Ростоцкий сам фронтовик, потерял на фронте ногу. Когда он картину монтирован, он плакал, потому что ему было девочек жалко.
Председатель Госкино Алексей Владимирович Романов заявил Ростоцкому: «Неужели вы думаете, что мы когда-нибудь выпустим этот фильм на экран?» Режиссёр растерялся, не знал, в чём его обвиняют. Три месяца картина лежала без движения. Потом выяснилось, что необходимо внести поправки. И вдруг в один прекрасный день что-то переменилось, и оказалось, что «Зори…» вполне достойны широкого экрана.
Более того, картину отправили на Венецианский фестиваль. Этот праздник кино запомнился актрисам на всю жизнь.
На предварительном просмотре для журналистов Ростоцкий пережил ужасные минуты.
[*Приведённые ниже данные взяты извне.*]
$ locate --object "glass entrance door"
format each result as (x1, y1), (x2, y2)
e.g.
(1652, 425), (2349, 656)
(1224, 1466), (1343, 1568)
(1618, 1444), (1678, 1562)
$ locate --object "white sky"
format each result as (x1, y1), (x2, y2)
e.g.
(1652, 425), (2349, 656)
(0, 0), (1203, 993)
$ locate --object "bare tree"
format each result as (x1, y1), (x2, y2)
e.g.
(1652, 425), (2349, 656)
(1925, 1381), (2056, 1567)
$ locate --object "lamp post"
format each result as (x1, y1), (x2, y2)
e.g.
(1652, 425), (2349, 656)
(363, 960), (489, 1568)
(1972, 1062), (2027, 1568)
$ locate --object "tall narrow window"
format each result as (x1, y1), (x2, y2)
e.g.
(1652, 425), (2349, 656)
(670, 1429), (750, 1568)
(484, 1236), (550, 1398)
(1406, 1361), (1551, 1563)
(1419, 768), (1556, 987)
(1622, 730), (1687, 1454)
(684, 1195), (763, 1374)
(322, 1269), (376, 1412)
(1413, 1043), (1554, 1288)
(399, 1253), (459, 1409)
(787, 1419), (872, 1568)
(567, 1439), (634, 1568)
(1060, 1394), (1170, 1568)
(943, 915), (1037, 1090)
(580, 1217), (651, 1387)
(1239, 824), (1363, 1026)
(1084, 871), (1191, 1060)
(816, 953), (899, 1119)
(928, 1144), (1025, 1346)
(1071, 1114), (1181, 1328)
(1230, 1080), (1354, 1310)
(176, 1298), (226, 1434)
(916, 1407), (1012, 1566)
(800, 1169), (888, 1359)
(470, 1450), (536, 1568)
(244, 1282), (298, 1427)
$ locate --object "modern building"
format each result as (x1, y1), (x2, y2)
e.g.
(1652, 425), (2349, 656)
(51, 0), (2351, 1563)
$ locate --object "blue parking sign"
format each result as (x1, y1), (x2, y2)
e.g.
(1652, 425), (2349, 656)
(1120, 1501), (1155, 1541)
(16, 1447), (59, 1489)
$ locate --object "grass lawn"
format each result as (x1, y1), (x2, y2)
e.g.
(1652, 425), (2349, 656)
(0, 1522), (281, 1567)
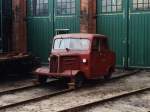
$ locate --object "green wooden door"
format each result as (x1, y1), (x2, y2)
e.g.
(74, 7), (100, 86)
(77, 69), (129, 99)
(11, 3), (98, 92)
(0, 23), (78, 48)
(27, 0), (54, 62)
(128, 0), (150, 67)
(27, 0), (80, 62)
(97, 0), (127, 67)
(97, 0), (150, 68)
(54, 0), (80, 34)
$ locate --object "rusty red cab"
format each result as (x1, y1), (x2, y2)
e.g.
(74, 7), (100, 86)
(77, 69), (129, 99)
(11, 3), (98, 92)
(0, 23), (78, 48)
(34, 33), (116, 88)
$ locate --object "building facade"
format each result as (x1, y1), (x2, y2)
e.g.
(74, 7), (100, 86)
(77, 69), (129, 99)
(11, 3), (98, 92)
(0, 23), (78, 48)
(1, 0), (150, 68)
(26, 0), (150, 68)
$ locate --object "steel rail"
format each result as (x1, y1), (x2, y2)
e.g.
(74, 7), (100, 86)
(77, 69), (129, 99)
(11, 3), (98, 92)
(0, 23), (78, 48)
(109, 70), (141, 80)
(0, 79), (58, 96)
(58, 71), (150, 112)
(0, 70), (140, 110)
(0, 84), (40, 96)
(0, 88), (73, 110)
(59, 87), (150, 112)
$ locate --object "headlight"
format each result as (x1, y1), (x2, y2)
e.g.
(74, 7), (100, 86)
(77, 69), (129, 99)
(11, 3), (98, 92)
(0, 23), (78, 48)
(48, 57), (50, 62)
(82, 58), (87, 63)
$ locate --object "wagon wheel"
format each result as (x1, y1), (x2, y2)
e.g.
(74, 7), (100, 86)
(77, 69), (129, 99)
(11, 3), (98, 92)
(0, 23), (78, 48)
(75, 74), (85, 88)
(38, 76), (48, 85)
(104, 68), (113, 81)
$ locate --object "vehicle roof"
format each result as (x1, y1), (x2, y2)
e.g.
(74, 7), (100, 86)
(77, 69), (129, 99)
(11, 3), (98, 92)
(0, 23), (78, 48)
(54, 33), (107, 39)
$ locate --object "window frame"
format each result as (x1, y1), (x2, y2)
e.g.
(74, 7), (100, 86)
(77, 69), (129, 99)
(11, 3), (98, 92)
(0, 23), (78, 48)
(101, 0), (123, 13)
(53, 38), (90, 51)
(55, 0), (76, 16)
(131, 0), (150, 11)
(28, 0), (49, 17)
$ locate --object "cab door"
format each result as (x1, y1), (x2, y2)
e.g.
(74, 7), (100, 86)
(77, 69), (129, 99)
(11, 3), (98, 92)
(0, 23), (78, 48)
(91, 38), (106, 78)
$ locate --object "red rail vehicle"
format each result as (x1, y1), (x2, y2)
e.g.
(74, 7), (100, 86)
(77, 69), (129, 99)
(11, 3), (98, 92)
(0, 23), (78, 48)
(34, 34), (116, 88)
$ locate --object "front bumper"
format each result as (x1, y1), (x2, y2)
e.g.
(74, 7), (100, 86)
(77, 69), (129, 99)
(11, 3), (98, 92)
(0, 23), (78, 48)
(33, 67), (79, 78)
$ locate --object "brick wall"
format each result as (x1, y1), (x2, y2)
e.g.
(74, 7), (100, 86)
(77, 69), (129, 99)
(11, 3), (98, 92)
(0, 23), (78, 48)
(12, 0), (27, 53)
(80, 0), (96, 33)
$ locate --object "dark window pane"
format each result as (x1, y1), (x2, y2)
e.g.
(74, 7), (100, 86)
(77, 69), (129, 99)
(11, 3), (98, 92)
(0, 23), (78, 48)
(30, 0), (48, 16)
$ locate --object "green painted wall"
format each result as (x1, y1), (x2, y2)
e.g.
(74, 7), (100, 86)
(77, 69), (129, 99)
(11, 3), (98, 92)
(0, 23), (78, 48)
(128, 3), (150, 67)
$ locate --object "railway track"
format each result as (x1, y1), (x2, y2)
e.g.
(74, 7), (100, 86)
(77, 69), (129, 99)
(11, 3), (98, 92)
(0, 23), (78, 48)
(0, 83), (40, 96)
(0, 79), (73, 111)
(0, 70), (140, 111)
(59, 87), (150, 112)
(0, 78), (58, 96)
(0, 88), (73, 110)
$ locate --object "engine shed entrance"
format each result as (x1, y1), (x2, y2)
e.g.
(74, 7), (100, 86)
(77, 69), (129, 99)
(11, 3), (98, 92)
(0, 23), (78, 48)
(97, 0), (150, 68)
(27, 0), (80, 62)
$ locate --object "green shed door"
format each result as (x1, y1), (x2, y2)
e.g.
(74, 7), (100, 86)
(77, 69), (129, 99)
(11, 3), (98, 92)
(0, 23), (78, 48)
(97, 0), (127, 67)
(27, 0), (54, 62)
(54, 0), (80, 33)
(128, 0), (150, 67)
(97, 0), (150, 68)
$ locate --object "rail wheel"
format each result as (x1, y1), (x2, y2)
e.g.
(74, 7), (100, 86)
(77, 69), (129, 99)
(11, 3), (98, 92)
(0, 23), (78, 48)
(75, 74), (85, 88)
(104, 68), (113, 81)
(38, 76), (48, 85)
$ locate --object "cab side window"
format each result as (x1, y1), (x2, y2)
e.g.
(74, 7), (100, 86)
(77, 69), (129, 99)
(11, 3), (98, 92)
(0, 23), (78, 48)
(101, 38), (108, 50)
(92, 38), (100, 52)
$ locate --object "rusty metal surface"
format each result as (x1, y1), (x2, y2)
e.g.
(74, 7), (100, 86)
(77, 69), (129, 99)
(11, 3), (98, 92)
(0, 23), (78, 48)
(0, 52), (40, 75)
(0, 52), (29, 60)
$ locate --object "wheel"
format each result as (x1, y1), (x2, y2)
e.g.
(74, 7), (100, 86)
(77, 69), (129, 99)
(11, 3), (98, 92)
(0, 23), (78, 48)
(104, 69), (112, 81)
(38, 76), (47, 85)
(75, 74), (85, 88)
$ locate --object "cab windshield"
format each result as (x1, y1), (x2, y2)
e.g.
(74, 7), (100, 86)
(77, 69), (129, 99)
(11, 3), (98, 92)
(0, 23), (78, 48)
(53, 38), (90, 50)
До этого был показан двухсерийный турецкий фильм, зрители уже осатанели, а тут им ещё показывают какой-то двухсерийный фильм про девочек в гимнастёрках. Хохотали всё время. Через двадцать минут, по признанию Ростоцкого, ему захотелось взять автомат Калашникова и всех перестрелять. Расстроенного режиссёра вывели из зала под руки.
На следующий день был просмотр в 11 часов вечера. «Зори…» длятся 3 часа 12 минут. «Я прекрасно понимал, что картина провалится: две с половиной тысячи людей, смокинговый фестиваль, картина идёт на русском языке с итальянскими субтитрами, перевода нет, — делился своими впечатлениями Станислав Ростоцкий. — Я шёл в своём смокинге, который второй раз в жизни надел, и меня держали под руки, потому что я просто падал. Я решил, что буду считать, сколько людей уйдёт с картины. Но как-то не уходили. А потом вдруг в одном месте раздались аплодисменты. Самые дорогие для меня. Потому что это были аплодисменты не мне, не актёрам, не сценарному мастерству… Вот этот враждебный зал в Италии, он вдруг стал сочувствовать девочке Жене Комельковой и её действию. Это было самое главное для меня».
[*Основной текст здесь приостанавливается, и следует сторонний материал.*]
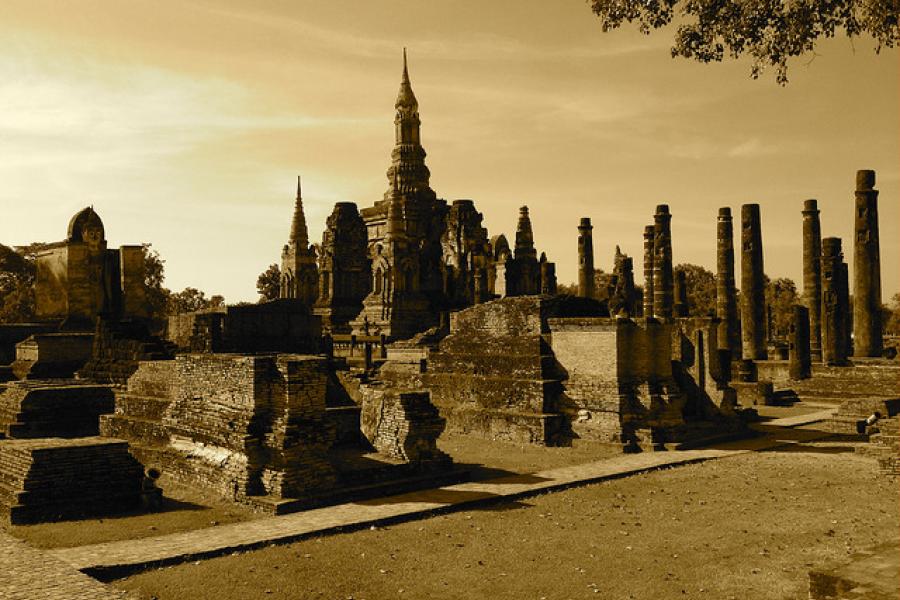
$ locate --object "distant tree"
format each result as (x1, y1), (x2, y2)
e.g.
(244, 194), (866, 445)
(885, 293), (900, 336)
(0, 243), (37, 323)
(765, 276), (799, 339)
(556, 282), (579, 296)
(167, 287), (225, 315)
(593, 268), (613, 302)
(141, 244), (170, 329)
(257, 264), (281, 302)
(587, 0), (899, 84)
(674, 263), (717, 317)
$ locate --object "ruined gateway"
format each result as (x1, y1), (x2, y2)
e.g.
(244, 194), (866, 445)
(0, 54), (896, 526)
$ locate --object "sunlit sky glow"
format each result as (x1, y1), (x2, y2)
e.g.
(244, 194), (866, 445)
(1, 1), (897, 302)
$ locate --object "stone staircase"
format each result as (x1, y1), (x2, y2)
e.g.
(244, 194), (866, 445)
(787, 362), (900, 405)
(75, 317), (177, 386)
(98, 361), (177, 459)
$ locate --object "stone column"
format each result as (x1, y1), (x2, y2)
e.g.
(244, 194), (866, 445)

Первый показ фильма за рубежом в Венеции и Сорренто произвел настоящий фурор. В кинотеатре «Россия» очередь стояла в течение месяца. Картина стала лауреатом нескольких международных кинофестивалей, а американской академией киноискусства она была признана одной из пяти лучших мировых картин года. Фильм получил приз на Венецианском фестивале, а через год после выхода на экран был номинирован на «Оскара», но уступил главный приз картине Бунюэля «Скромное обаяние буржуазии». Тем не менее «Зори…» закупили по всему миру.
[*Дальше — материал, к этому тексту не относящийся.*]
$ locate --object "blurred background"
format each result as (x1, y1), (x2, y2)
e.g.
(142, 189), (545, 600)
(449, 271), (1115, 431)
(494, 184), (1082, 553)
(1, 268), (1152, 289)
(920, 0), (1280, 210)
– И все же, когда фильм вышел на экраны, многие не обратили внимания на его главную идею, – говорил Ростоцкий. – А она заключается в центральной фразе картины: «На таком-то фронте ничего существенного не произошло…». Мы не раз ее слышали по радио. Она звучит и в моей картине, но звучит для того, чтобы сказать: «Да, конечно, ничего существенного не произошло, но пять прекрасных людей погибли».